Consider Figure 5.6 in which in the beginning the economy is producing
OC1 of consumer goods and OK1 of capital goods on the production possibility
curve P1P1.
If the economy maintains this rate of capital formation, then the production
possibility curve will go on shifting and the economy will be growing annually
at a certain fixed rate. It should be noted that in Figure 5.6, as a result of low
rate of capital formation, production possibility curve shifts outward at a
relatively slow speed. Thus growth path OR in Fig. 5.6 represents a lower rate
of economic growth.

If the society wants to obtain a higher rate of economic growth, it will have to
raise its rate of capital formation. This is shown in Fig. 5.7 in which the
economy is producing at point t1 on the production possibility curve P1P1, with
OK2 of capital goods at OC1 of consumer goods.
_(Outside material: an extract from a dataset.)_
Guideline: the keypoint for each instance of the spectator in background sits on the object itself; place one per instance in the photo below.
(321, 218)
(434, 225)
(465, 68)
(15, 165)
If the economy maintains this rate of capital formation, production possibility


curve will go on shifting outward to a greater extent than in Figure 5.6. This
means that the rate of economic growth will now be relatively greater than in
Figure 5.6. In the two Figures 5.6 and 5.7, it will be noticed that, in the
beginning in Fig. 5.7; the production of consumer goods is less than in Figure
5.6, but when as a result of higher rate of economic growth, production
possibility curves reach their position P4P4 at time t4, it will be producing more
consumer goods in Fig. 5.7 exhibiting higher rate of economic growth than in

Figure 5.6, where the rate of capital formation and therefore the rate of
economic growth is relatively less.
We have explained above economic growth which has been brought about by
capital formation. Besides capital formation, there are other factors which
determine rate of economic growth. Progress in technology and expansion in
education also favorably affect rate of economic growth and cause production
possibility curve to shift outward.
We have explained above only some important uses of production possibility
curve. There are several other uses of production possibility curve. We can
understand better the concept of opportunity cost with the aid of production
possibility curve.
The concept of production possibility curve has also been extensively used in
welfare economics and in the theory of international trade. In the modern
economic theory gains from international trade have also been explained with
the aid of production possibility curve.